The implementation has three layers:

A Rust Database trait describes database primitives: list schemas, list relations, inspect metadata, run queries, and insert Arrow batches.
Rust DatabaseFs<D> turns a Database implementation into an fsspec_rs::FileSystem. It owns path parsing, metadata shaping, SQL generation for table reads, and format encoding/decoding.
Python filesystem classes subclass fsspec.AbstractFileSystem and delegate primitives to the PyO3 bridge. Python gets normal fsspec behavior while Rust remains the source of truth for database path semantics.

The native SQLite, PostgreSQL, and MySQL backends use sqlx. Python-defined databases implement AbstractDatabase; the reverse bridge lets Rust call that Python object through the same DatabaseFs path.

Data Model¶

info() and ls(detail=True) return ordinary fsspec dictionaries with these common keys:

Key	Meaning
`name`	Absolute fsspec-db path, without protocol.
`type`	`"directory"` for schemas, relations, and facets; `"file"` for metadata items and materialized data.
`size`	Byte size when known. Materialized table reads usually learn size only after encoding.
`kind`	fsspec-db object kind, such as `schema`, `table`, `view`, `column`, `index`, or `constraint`.

Extra metadata is stored directly in the same dictionary:

Path	Extra fields
Relation directory	`kind`, optional `row_count`, optional `size_bytes`.
Column item	`data_type`, `nullable`, `ordinal`, `primary_key`, optional `default`.
Index item	`columns`, `unique`, optional `method`.
Constraint item	`kind`, `columns`, optional `references`, optional `expr`.
Data file	`format`, `dialect`, `size_known`.

Reads¶

Reading a data path runs a generated SELECT against the relation, converts rows to Arrow, then encodes the result based on the path extension:

Extension	Bytes returned
`.arrow`	Arrow IPC stream
`.parquet`	Parquet
`.csv`	CSV with a header
`.jsonl`	Arrow JSON line-delimited records
`.sql`	DDL or view definition text

fs.query(sql, params=None) is intentionally separate from path reads.

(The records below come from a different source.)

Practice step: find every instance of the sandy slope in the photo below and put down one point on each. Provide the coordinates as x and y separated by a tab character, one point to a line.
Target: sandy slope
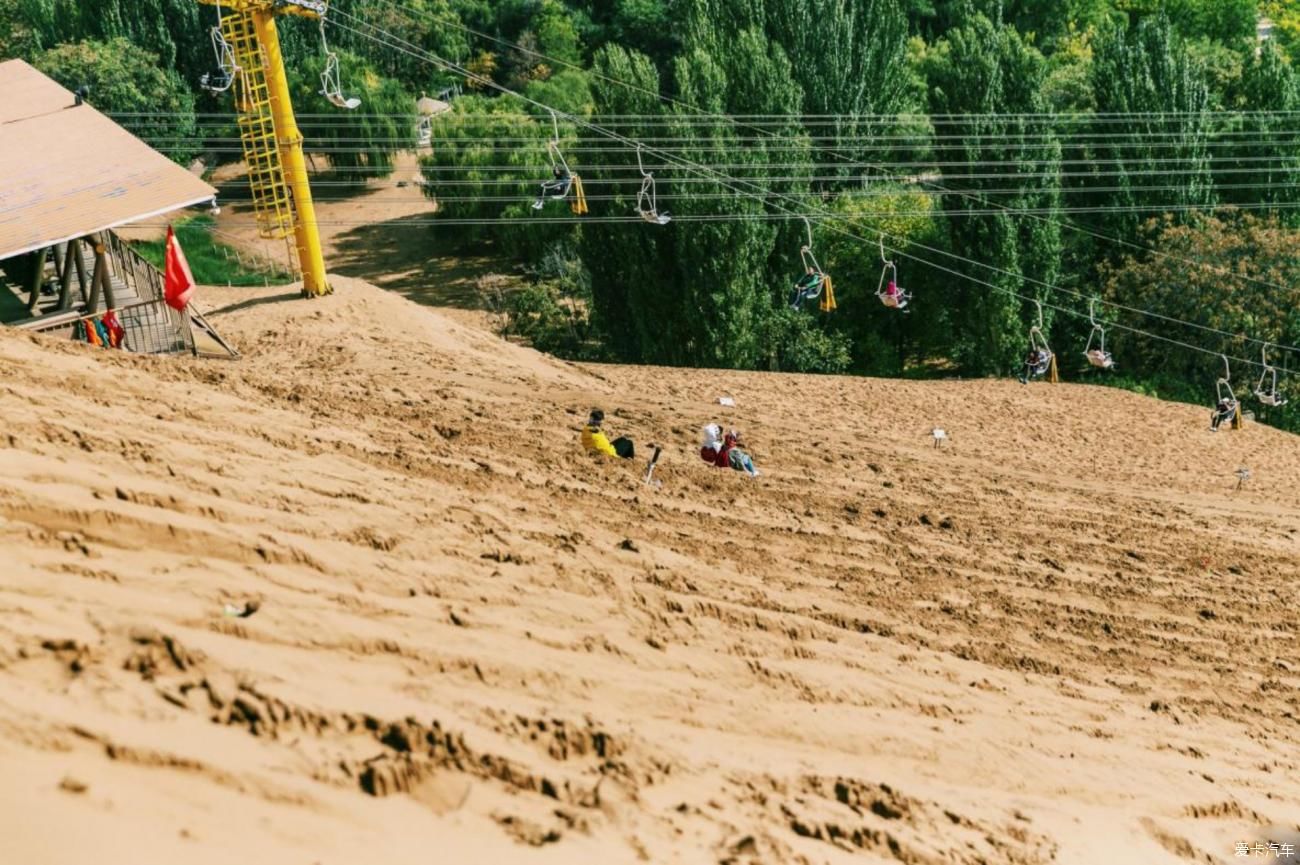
1062	638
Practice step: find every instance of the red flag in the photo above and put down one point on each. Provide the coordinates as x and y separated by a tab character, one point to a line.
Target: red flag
178	282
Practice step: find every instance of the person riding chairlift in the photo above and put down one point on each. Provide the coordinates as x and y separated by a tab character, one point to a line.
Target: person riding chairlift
1223	410
558	187
807	286
597	442
726	452
1036	364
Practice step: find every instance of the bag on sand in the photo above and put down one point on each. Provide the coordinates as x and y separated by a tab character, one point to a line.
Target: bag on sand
624	448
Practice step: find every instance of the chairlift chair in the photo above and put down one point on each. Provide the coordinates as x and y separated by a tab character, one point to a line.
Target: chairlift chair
814	284
222	76
1269	396
648	202
332	87
888	290
1097	357
563	178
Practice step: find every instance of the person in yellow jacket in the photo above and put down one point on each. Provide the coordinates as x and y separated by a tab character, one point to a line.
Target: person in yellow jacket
597	442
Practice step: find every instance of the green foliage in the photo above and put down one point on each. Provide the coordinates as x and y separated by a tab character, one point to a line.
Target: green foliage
486	150
360	142
989	70
124	78
796	344
882	342
553	311
17	38
1285	16
425	25
1262	171
696	293
211	260
1242	246
168	29
1145	72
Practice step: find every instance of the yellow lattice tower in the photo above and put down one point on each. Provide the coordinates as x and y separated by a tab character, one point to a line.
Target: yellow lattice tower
268	132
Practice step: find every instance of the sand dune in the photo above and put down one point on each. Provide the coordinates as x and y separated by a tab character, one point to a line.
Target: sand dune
1061	638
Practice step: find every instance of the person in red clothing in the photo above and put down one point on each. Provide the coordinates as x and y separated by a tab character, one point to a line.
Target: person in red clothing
726	452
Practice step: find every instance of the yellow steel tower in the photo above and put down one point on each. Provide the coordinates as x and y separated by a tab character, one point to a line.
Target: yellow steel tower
272	142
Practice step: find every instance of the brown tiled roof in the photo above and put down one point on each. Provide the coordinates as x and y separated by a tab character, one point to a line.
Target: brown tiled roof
69	171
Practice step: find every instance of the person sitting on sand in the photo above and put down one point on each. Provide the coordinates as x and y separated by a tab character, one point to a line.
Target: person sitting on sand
807	286
726	452
557	187
1225	410
1036	364
597	442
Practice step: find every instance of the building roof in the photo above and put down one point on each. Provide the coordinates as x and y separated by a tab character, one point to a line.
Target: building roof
69	171
428	106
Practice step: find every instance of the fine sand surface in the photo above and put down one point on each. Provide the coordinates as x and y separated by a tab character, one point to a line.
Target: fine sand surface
1061	638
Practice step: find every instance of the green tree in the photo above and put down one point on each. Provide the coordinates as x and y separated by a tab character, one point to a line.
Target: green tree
1261	168
988	72
1162	159
1242	245
702	293
428	25
168	29
124	78
362	142
1286	25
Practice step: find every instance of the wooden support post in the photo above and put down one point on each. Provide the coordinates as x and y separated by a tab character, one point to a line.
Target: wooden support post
65	279
96	279
38	277
79	260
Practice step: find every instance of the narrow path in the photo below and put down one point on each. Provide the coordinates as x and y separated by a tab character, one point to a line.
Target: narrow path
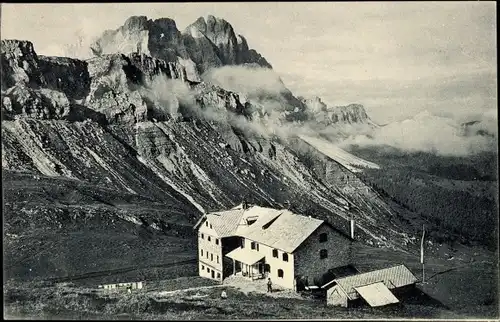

It accepts raw SQL, binds parameters, and returns a pyarrow.Table.

Writes¶

Writes decode incoming Arrow-compatible bytes and call Database.insert():

Operation	Insert mode
`open(path, "wb")`	truncate relation, then insert rows
`open(path, "ab")`	append rows
`pipe_file(path, bytes)`	truncate by default
`pipe_file(path, bytes, mode="append")`	append
`put_file(local, path)`	truncate by default
`put_file(local, path, mode="append")`	append

DDL writes are deliberately not part of the early surface. Creating or dropping tables will be a guarded later feature.

Boundaries¶

Current native support is SQLite, PostgreSQL, and MySQL. These backends handle common Arrow scalar types: booleans, integers, floats, UTF-8 strings, binary values, and all-null columns. SQLite also binds temporal arrays as integer epoch values. Decimal, temporal, and specialized PostgreSQL/MySQL types should be cast in SQL until richer Arrow mappings land.